Ele faz previsões de que, até 2023, o Brasil cairá para a última posição no ranking.
“Se analisarmos a queda de relevância que a ciência brasileira vem tendo desde 2005 e projetarmos para os anos seguintes, chegaremos à última posição do ranking em 2023”, afirma.
“Em políticas de saúde, nossa produção acadêmica perde, em relevância, para países como Taiwan e Egito; em engenharia mecânica, perdermos para o Paquistão”, exemplifica.
Um exemplo: a USP
Em levantamento feito em parceria com o contabilista e analista da Capes (Coordenação de Aperfeiçoamento de Pessoal de Nível Superior) Luís Fabiano Borges, o professor da UnB usa como exemplo a Universidade de São Paulo (USP). A USP é a oitava instituição que mais produz artigos no mundo, com 16,8 mil publicações indexadas entre 2014 e 2017. Mas cada um desses artigos recebeu, em média, 4,1 citações e apenas 6,2% dos artigos (1051 dos 16,8 mil) estão entre os 10% mais citados do mundo – que é um índice chamado de %-top10%. “A USP está em 775º lugar do mundo no ranking de impacto %-top10%”, apontam.

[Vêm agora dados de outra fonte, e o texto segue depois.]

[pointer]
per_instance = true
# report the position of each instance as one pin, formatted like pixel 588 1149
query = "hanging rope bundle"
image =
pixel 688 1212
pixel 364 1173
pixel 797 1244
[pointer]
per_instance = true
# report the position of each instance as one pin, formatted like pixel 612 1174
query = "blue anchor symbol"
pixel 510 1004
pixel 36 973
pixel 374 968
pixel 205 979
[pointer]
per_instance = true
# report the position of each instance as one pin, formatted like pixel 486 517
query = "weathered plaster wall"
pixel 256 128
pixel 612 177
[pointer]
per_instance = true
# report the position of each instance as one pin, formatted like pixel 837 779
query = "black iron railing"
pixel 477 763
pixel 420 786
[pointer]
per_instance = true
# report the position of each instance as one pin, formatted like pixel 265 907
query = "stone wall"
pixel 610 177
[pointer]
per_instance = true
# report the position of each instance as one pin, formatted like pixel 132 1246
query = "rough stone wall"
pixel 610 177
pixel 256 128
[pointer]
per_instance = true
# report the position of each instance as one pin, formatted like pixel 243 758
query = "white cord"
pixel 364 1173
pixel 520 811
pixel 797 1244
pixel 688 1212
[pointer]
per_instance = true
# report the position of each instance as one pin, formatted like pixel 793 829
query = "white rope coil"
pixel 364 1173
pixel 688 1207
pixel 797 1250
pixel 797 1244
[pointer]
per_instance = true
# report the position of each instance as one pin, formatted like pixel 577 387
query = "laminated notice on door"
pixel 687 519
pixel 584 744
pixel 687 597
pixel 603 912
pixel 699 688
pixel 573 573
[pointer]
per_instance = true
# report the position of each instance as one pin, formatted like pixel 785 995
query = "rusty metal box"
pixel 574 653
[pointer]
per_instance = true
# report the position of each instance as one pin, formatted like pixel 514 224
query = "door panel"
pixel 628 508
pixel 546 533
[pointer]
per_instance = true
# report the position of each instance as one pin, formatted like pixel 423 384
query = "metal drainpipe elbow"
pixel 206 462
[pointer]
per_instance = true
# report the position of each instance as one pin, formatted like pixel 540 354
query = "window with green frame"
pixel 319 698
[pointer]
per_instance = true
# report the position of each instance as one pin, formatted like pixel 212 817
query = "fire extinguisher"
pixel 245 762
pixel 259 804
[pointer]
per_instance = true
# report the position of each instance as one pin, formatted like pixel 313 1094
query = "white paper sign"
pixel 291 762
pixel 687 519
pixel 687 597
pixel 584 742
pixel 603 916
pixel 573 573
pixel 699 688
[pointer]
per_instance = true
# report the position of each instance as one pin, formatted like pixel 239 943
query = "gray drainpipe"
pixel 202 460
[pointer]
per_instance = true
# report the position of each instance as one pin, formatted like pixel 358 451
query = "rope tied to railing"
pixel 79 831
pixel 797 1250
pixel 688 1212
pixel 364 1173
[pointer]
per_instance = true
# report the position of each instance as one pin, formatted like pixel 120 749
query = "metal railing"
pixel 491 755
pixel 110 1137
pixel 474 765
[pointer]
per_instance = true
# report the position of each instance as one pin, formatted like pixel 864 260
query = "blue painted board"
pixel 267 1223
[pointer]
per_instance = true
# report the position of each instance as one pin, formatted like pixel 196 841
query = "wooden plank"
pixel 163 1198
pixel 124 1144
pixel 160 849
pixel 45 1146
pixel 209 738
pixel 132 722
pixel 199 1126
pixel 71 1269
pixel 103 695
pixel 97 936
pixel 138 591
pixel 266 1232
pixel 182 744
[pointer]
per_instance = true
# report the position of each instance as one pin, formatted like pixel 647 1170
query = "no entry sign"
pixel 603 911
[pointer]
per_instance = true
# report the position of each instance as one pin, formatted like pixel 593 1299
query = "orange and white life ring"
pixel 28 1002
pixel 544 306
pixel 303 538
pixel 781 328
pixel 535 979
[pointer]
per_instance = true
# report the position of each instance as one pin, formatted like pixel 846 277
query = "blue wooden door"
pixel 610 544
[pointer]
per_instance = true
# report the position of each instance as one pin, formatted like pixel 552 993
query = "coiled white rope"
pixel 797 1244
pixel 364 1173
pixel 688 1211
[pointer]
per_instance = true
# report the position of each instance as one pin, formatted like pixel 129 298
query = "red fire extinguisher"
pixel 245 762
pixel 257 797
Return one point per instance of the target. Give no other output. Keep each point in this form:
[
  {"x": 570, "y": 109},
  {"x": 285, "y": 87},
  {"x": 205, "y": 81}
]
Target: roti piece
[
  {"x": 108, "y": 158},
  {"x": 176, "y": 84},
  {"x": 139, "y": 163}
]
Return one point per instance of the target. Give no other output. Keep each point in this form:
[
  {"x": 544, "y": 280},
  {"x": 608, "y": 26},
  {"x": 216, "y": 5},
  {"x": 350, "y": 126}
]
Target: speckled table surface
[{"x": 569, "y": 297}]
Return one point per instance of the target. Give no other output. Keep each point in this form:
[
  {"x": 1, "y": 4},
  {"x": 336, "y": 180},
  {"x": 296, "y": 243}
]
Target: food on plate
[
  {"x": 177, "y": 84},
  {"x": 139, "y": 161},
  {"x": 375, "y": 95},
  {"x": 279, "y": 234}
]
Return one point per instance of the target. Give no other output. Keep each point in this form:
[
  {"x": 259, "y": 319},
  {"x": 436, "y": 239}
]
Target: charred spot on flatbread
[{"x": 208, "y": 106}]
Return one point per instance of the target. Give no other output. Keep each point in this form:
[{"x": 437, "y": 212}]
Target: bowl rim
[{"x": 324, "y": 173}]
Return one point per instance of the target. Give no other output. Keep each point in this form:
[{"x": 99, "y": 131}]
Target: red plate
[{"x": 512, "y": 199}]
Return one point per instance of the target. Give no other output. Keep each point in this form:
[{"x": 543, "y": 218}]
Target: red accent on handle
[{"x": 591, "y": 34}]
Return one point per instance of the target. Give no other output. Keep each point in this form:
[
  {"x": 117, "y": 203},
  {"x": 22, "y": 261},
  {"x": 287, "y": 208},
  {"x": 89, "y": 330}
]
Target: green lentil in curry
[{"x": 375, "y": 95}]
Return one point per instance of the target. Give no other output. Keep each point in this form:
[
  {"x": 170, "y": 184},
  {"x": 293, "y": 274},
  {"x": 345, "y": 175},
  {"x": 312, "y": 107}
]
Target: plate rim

Fabiano Borges aponta que os números refletem a política adotada no país desde a década de 1990. “O Brasil tentou se inserir internacionalmente com a produção quantitativa. Quando o Brasil teve um salto quantitativo por volta de 2009, superando a Holanda, isso foi muito comemorado – na época, o Brasil chegou à 13ª posição em produção de conteúdo científico. Mas, hoje, na medida em que analisamos esses conteúdos ao longo do tempo, temos a dimensão qualitativa do que foi produzido: uma produção em propulsão, mas de baixa relevância internacional”, diz.
“Houve a tentativa frustrada de uma produção muito voltada para dentro, isolacionista e restrita aos círculos acadêmicos locais. Mas a ciência trabalha com comunicação – e se não comunica existe uma deficiência clara que precisa ser trabalhada. Essa produção endógena é cara e ineficiente. São necessários novos incentivos para criar a possibilidade de uma internacionalização de fato. Tanto da linguagem como de temas, para tornar interessante para a comunidade internacional”, analisa.
Ressalvando haver artigos brasileiros que são destaques internacionais, o que leva o país a ter 40 mil citações em um ano, Marcelo Hermes Lima aponta que a média brasileira é muito baixa por termos milhares de artigos que nunca foram citados. “E todas as políticas de incentivo aos pesquisadores induzem a essa queda. Pois a Capes pontua mais a quantidade que a qualidade. No sistema brasileiro, vale mais publicar quatro ou cinco artigos de baixo impacto que um de grande impacto, pelo tempo que se leva numa pesquisa de grande impacto”, comenta.
“Sempre uso o exemplo que se um professor e um grupo de três alunos de doutorado dedicarem-se, em um período de quatro anos, a uma única pesquisa que venha a ganhar o Prêmio Nobel depois de publicada, um dos alunos, o que assinar como autor principal, receberá o título de doutor. Os outros dois e o professor serão expulsos da pós-graduação por não atingirem a pontuação mínima”, compara. “O incentivo é todo errado. Não existe incentivo para pesquisa de alto nível”, conclui.
Procurada pela Gazeta do Povo, a Capes afirmou que reconhece a necessidade de elevar a projeção internacional da pesquisa brasileira. “Por isso, tem investido para que o Brasil ganhe maior visibilidade no exterior. Atualmente, além dos 95,4 mil bolsistas no País, financia 8,7 mil bolsistas no exterior. Também já foram lançados 21 editais de cooperação internacional para desenvolvimento de estudos de ponta com as mais renomadas universidades dos Estados Unidos e Europa”, diz, em nota. “Essas e outras ações inéditas de incentivo, como investimentos em pesquisas na Amazônia Legal, projetos de inovação, bolsas focadas no desenvolvimento regional e fomento que estimule a soluções de problemas atuais da sociedade, com certeza contribuirão para que o Brasil atinja patamares mais altos e tenha mais citações em publicações internacionais”, prossegue.
Segundo a Capes, a produção científica brasileira cresceu de forma significativa nos últimos anos “e o desafio atual é desenvolver mecanismos que possibilitem torná-la mais ainda relevante em termos de qualidade no cenário internacional, que se traduz em número de citações”.